The Generalized Nash Equilibrium Problem (GNEP) is a kind of game to find strategies for a group of players such that each player’s objective function is optimized, given other players’ strategies. If all the objective and constraining functions involved are polynomials, we call the problem a Generalized Nash Equilibrium Problem of Polynomials (GNEPP). When the constraining functions of each player are independent of other player’s strategies, the GNEP is called a (standard) Nash Equilibrium Problem (NEP). The GNEP is said to be convex if each player’s optimization is a convex optimization problem, given other players’ strategies.

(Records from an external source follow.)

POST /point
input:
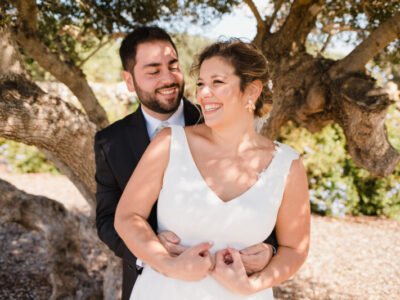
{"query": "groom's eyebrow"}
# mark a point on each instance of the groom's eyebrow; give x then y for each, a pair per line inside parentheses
(152, 65)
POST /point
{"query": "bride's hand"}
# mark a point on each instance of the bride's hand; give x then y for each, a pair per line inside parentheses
(229, 271)
(193, 264)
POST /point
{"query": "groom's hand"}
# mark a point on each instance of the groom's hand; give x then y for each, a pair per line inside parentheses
(256, 257)
(171, 242)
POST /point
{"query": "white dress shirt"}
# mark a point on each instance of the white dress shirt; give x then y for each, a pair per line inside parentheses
(152, 123)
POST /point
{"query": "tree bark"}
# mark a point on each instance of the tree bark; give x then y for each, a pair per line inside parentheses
(27, 35)
(376, 41)
(313, 91)
(30, 116)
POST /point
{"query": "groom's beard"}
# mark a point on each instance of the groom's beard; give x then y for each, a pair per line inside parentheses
(150, 100)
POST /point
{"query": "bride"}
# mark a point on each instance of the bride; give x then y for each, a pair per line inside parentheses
(221, 187)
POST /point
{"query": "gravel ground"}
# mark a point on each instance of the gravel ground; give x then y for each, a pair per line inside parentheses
(351, 258)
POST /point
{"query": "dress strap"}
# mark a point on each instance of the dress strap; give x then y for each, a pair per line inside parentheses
(177, 147)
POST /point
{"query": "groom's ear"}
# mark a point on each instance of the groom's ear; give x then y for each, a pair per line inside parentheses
(127, 76)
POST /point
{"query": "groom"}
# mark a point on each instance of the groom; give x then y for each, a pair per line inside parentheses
(151, 69)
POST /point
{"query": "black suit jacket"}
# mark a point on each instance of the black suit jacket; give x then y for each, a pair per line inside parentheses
(118, 149)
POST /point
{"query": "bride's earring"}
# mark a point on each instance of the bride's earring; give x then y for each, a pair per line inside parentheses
(250, 106)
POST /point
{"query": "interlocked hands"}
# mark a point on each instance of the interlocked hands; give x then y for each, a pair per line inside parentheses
(230, 267)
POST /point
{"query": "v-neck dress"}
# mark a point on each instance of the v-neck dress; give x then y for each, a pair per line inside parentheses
(189, 208)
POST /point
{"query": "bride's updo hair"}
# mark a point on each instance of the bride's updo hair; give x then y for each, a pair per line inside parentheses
(249, 64)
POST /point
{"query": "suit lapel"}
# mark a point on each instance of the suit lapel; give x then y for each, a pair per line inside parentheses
(192, 113)
(137, 133)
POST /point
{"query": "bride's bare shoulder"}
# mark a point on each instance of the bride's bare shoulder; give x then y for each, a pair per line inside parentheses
(197, 131)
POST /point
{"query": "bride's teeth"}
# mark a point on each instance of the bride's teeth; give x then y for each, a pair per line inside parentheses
(209, 107)
(167, 92)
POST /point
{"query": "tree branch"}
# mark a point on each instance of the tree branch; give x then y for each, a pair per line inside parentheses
(328, 39)
(300, 21)
(377, 40)
(73, 77)
(261, 27)
(101, 45)
(30, 116)
(272, 19)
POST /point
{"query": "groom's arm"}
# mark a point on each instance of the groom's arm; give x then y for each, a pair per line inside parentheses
(108, 194)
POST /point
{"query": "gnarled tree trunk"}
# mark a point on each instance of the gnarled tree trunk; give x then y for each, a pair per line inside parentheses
(314, 91)
(65, 135)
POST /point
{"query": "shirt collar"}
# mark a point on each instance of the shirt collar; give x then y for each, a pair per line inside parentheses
(152, 123)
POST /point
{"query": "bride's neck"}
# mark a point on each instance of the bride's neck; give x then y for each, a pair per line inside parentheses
(235, 138)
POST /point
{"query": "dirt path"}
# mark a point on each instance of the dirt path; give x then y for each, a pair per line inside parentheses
(352, 258)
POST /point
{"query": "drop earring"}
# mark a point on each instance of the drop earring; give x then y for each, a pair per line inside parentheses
(250, 106)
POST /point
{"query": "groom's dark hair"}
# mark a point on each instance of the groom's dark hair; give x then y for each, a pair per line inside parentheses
(144, 34)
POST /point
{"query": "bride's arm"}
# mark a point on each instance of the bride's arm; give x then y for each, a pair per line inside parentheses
(293, 235)
(292, 231)
(139, 196)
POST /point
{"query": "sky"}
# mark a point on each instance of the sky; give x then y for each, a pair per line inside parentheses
(241, 23)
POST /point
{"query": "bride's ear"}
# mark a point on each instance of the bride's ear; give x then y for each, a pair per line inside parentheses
(254, 89)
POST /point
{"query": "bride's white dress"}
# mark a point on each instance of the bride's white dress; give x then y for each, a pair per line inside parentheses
(189, 208)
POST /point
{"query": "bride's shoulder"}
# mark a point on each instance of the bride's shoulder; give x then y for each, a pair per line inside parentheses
(198, 130)
(287, 150)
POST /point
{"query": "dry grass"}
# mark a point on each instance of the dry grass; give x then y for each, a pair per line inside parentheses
(353, 258)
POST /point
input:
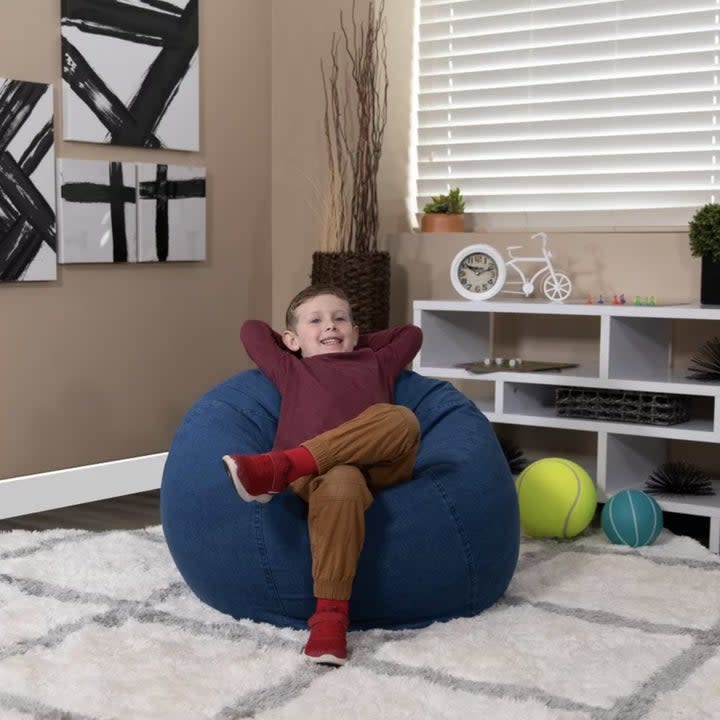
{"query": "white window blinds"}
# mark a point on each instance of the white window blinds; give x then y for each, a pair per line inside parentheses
(581, 112)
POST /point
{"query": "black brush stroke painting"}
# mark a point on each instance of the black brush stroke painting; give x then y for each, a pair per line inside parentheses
(157, 23)
(27, 220)
(163, 190)
(115, 194)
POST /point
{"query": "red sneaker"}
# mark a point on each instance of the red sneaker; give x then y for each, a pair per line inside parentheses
(327, 644)
(258, 477)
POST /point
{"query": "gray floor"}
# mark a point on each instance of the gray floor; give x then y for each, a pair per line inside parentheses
(122, 513)
(131, 512)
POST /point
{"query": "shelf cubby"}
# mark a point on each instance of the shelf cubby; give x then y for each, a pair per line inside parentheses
(621, 348)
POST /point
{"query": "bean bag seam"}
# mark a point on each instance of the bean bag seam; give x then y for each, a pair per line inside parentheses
(257, 519)
(464, 540)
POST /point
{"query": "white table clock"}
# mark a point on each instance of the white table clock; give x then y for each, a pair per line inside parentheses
(478, 272)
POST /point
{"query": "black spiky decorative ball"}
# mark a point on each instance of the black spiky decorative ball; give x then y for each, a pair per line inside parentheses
(514, 455)
(679, 478)
(705, 363)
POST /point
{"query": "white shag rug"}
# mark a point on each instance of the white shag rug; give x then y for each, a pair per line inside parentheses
(100, 625)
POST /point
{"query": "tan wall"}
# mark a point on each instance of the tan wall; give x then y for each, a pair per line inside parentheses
(643, 263)
(103, 363)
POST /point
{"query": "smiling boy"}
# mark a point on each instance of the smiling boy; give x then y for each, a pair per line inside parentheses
(339, 439)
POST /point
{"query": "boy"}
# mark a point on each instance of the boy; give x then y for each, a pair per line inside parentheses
(339, 437)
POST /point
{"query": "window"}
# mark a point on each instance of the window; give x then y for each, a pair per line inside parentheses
(589, 113)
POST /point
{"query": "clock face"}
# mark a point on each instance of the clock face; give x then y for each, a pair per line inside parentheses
(478, 272)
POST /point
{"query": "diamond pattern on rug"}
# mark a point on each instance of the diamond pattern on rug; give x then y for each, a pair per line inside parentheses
(113, 564)
(698, 698)
(144, 670)
(554, 653)
(18, 540)
(357, 694)
(629, 586)
(25, 618)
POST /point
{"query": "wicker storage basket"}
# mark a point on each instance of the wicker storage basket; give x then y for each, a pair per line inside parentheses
(365, 277)
(621, 406)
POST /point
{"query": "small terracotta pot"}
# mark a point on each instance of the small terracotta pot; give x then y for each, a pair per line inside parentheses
(442, 222)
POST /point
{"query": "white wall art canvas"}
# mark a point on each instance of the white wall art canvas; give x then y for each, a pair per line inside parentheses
(27, 182)
(171, 213)
(130, 72)
(97, 211)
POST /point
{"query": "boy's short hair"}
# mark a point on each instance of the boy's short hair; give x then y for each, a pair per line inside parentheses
(308, 294)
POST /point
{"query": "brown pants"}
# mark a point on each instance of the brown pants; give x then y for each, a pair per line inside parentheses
(371, 452)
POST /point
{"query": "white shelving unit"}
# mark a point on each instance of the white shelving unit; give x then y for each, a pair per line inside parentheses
(635, 354)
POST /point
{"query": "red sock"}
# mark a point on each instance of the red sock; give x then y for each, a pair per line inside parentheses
(256, 476)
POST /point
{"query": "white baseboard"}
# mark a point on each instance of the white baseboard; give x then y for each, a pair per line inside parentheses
(74, 486)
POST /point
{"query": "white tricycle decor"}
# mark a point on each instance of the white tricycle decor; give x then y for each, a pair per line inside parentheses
(478, 272)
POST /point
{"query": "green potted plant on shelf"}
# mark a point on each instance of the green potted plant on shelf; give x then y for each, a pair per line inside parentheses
(444, 213)
(704, 235)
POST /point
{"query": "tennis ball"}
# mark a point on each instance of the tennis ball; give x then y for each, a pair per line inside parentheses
(632, 517)
(557, 498)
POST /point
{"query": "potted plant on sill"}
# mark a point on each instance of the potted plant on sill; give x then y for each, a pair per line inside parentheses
(704, 235)
(445, 213)
(355, 87)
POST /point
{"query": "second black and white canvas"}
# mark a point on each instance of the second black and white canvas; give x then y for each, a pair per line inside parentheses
(130, 72)
(97, 211)
(171, 213)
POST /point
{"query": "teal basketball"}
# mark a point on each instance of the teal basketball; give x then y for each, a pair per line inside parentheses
(632, 517)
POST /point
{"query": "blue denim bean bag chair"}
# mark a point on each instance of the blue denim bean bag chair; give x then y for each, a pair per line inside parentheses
(442, 545)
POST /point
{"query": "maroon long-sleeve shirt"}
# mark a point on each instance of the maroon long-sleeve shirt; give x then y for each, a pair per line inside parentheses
(323, 391)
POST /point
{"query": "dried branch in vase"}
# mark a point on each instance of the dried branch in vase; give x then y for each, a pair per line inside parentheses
(355, 88)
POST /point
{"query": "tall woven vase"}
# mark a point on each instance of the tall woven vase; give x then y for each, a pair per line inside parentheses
(365, 277)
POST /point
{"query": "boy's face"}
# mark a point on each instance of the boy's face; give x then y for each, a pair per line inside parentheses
(322, 326)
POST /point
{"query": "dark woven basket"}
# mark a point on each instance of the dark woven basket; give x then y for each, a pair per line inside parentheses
(365, 277)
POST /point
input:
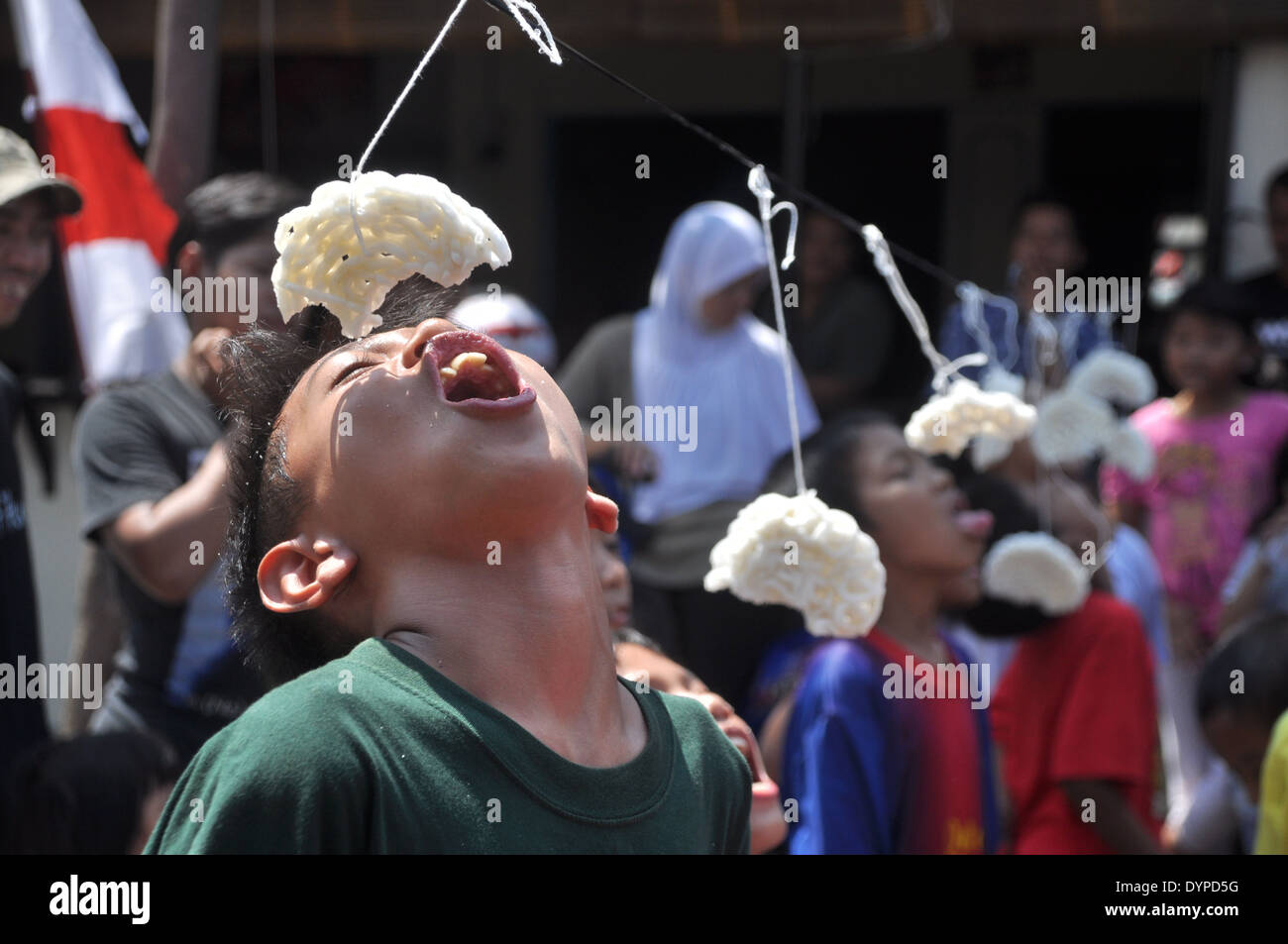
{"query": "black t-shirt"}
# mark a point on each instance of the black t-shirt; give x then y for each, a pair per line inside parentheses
(22, 720)
(178, 674)
(1270, 295)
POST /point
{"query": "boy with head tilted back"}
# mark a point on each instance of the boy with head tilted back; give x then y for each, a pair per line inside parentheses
(411, 546)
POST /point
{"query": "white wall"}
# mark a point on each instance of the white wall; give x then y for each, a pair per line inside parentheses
(1258, 132)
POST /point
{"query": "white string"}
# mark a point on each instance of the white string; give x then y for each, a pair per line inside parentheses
(402, 95)
(539, 34)
(758, 181)
(973, 317)
(884, 262)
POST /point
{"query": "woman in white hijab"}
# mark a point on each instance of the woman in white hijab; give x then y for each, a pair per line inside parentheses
(696, 352)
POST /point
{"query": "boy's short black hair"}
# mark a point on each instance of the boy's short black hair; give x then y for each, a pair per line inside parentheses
(1258, 651)
(84, 796)
(263, 368)
(231, 209)
(1219, 300)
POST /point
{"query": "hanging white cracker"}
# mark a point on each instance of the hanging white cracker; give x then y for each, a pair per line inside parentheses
(1115, 376)
(951, 417)
(949, 420)
(399, 226)
(1072, 426)
(1035, 570)
(987, 451)
(800, 553)
(797, 550)
(357, 239)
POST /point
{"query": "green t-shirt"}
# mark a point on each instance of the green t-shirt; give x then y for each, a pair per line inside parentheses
(377, 752)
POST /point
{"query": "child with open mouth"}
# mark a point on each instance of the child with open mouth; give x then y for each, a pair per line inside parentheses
(411, 557)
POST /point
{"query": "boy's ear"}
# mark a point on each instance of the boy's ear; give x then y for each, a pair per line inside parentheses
(600, 513)
(303, 574)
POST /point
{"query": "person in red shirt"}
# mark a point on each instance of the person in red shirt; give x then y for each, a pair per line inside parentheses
(1073, 716)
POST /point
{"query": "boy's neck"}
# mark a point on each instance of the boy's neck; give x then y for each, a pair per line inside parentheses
(527, 635)
(911, 612)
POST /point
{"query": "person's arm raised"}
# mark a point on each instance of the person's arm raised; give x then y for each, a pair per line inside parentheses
(187, 90)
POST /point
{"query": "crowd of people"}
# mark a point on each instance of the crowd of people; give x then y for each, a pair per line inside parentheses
(438, 633)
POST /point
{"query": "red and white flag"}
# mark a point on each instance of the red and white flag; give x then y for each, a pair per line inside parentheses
(115, 248)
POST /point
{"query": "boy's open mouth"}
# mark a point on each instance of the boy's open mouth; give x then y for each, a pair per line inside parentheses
(475, 368)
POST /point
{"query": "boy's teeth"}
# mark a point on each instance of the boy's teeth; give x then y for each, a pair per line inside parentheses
(469, 357)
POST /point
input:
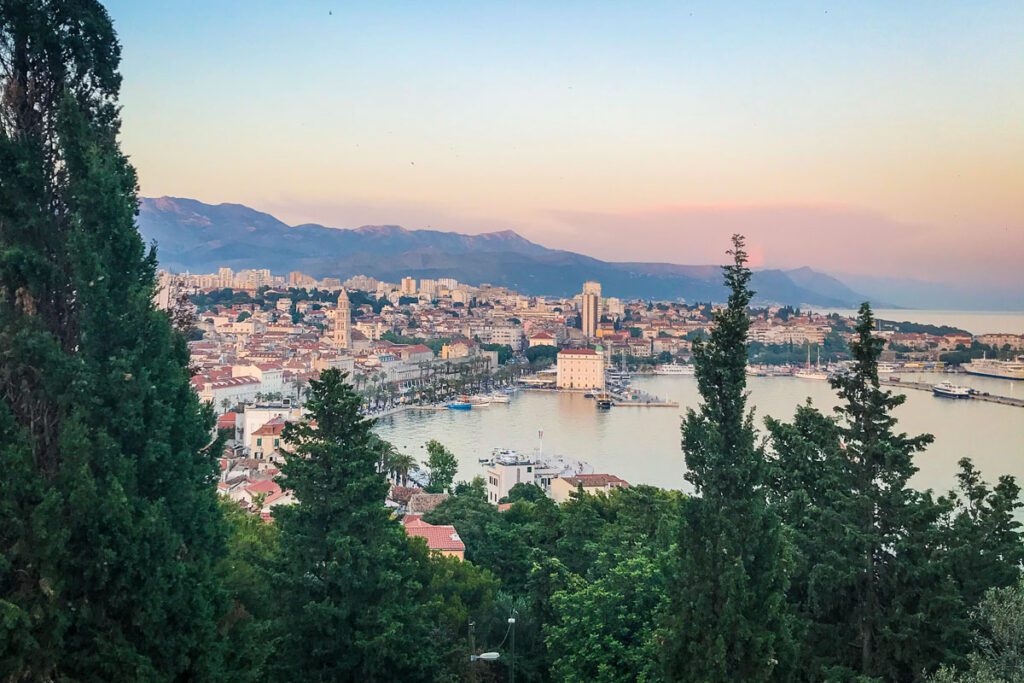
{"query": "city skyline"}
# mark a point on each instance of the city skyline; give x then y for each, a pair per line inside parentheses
(866, 139)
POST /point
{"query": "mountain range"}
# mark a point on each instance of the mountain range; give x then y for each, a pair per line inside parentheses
(200, 238)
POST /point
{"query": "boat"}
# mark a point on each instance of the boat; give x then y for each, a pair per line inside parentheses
(1007, 370)
(950, 390)
(809, 373)
(673, 369)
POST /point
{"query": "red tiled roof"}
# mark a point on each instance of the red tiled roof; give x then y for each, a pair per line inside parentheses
(440, 537)
(271, 428)
(226, 421)
(263, 486)
(417, 348)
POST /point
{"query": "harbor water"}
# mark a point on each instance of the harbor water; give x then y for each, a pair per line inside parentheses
(641, 444)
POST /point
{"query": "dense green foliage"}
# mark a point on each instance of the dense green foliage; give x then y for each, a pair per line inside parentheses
(729, 619)
(587, 575)
(884, 575)
(998, 653)
(441, 465)
(343, 559)
(110, 529)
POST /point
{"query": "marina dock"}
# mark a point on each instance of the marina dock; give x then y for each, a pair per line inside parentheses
(987, 397)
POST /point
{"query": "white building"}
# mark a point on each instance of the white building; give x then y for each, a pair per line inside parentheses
(511, 468)
(581, 369)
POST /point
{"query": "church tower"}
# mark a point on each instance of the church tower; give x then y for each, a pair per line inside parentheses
(343, 322)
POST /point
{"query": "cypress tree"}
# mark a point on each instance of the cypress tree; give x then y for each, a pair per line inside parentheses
(109, 523)
(728, 611)
(353, 588)
(885, 575)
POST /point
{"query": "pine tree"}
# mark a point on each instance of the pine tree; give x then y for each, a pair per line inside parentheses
(883, 508)
(109, 521)
(353, 589)
(729, 619)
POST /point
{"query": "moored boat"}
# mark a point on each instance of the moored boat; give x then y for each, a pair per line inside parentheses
(1007, 370)
(673, 369)
(950, 390)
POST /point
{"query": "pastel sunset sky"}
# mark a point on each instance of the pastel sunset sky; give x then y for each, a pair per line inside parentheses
(880, 138)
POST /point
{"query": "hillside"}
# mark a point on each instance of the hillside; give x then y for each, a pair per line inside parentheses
(197, 237)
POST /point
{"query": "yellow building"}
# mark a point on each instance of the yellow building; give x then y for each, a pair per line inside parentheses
(581, 369)
(561, 488)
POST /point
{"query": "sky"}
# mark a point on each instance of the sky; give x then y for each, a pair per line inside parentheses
(871, 137)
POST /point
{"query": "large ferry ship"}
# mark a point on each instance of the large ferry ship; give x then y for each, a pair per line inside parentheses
(949, 390)
(1009, 370)
(673, 369)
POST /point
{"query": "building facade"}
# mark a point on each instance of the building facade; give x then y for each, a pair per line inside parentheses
(590, 308)
(581, 369)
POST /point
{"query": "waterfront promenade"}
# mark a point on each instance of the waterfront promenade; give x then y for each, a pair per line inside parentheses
(988, 397)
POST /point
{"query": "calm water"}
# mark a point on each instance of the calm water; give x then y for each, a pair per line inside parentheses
(975, 322)
(641, 444)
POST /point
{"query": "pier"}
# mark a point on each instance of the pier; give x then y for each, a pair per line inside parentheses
(988, 397)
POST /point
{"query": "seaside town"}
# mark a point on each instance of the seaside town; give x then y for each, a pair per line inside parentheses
(439, 344)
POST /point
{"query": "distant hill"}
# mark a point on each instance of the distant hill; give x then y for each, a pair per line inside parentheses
(200, 238)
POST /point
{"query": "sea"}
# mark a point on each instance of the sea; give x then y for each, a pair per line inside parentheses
(642, 444)
(975, 322)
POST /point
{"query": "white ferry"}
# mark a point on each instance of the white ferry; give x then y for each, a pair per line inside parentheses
(673, 369)
(949, 390)
(1008, 370)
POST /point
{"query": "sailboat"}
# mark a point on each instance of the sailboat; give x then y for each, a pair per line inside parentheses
(814, 373)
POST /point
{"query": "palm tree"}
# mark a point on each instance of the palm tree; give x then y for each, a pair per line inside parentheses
(401, 465)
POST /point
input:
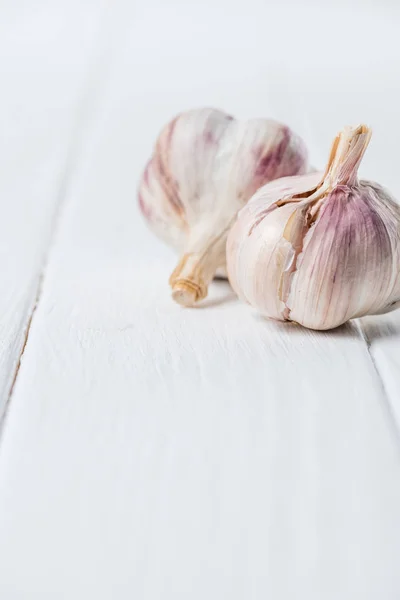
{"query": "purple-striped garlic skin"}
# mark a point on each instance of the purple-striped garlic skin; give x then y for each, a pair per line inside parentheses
(319, 249)
(205, 167)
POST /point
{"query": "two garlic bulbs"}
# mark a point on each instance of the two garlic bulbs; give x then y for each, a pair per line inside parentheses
(322, 248)
(205, 167)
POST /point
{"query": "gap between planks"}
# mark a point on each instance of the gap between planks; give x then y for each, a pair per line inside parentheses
(387, 405)
(97, 76)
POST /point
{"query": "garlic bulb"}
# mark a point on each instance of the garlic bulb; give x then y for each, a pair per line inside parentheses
(322, 248)
(204, 168)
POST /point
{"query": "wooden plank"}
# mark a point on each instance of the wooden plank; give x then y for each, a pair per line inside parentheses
(153, 452)
(382, 334)
(42, 80)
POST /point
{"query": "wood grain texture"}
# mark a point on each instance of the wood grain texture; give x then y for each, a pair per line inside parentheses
(42, 83)
(159, 453)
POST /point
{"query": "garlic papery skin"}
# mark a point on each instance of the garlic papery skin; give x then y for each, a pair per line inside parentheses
(322, 248)
(205, 167)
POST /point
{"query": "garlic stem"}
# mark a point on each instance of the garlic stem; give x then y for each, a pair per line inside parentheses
(346, 154)
(193, 274)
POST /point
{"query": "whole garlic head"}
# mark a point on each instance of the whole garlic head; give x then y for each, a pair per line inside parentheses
(205, 167)
(322, 248)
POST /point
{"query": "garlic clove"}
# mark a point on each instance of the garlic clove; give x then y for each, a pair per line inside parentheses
(205, 167)
(324, 251)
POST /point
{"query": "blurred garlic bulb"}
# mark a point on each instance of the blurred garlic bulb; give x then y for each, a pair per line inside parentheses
(204, 168)
(322, 248)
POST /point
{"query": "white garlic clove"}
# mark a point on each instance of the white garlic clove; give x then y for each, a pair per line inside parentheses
(205, 167)
(324, 251)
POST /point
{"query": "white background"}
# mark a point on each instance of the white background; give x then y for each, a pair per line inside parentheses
(157, 453)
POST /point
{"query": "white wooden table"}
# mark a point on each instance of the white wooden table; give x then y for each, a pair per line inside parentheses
(150, 452)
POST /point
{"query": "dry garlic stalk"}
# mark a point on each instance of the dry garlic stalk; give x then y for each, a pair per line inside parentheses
(322, 248)
(204, 168)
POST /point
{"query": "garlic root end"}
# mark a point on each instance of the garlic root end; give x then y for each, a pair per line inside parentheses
(189, 281)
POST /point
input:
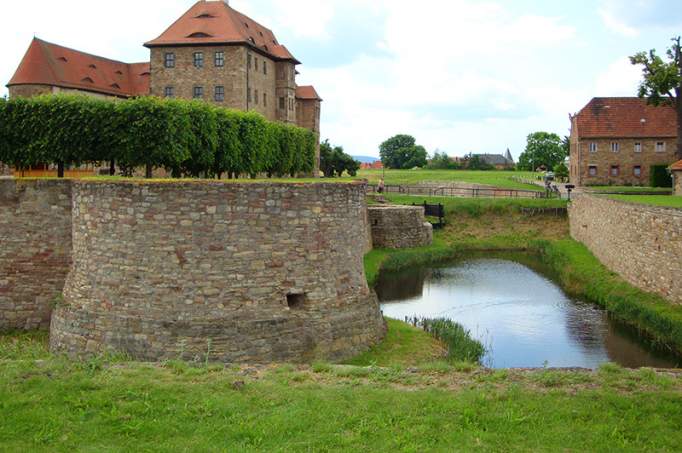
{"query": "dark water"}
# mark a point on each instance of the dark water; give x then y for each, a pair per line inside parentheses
(521, 315)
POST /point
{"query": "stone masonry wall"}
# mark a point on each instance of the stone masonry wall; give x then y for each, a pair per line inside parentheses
(399, 227)
(641, 243)
(250, 272)
(35, 250)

For nonconvex Nash equilibrium problems that are given by polynomial functions, we formulate efficient polynomial optimization problems for computing Nash equilibria. We show that under generic assumptions, the method can find one or even all Nash equilibria if they exist, or detect the nonexistence of Nash equilibria. For convex GNEPPs, we introduce rational and parametric expressions for Lagrange multipliers to formulate polynomial optimization for computing Generalized Nash Equilibria (GNEs). We prove that under some specific assumptions, the method can find a GNE if there exists one, or detect the nonexistence of GNEs. Numerical experiments are presented to show the efficiency of the methods. The Moment-SOS hierarchy of semidefinite relaxations is used to solve the polynomial optimization.

Moreover, we study the Gauss-Seidel method for solving the nonconvex GNEPPs. We give a certificate for a class of GNEPPs such that the Gauss-Seidel method is guaranteed to converge, and the numerical experiments show that the Gauss-Seidel method can solve many GNEPPs efficiently.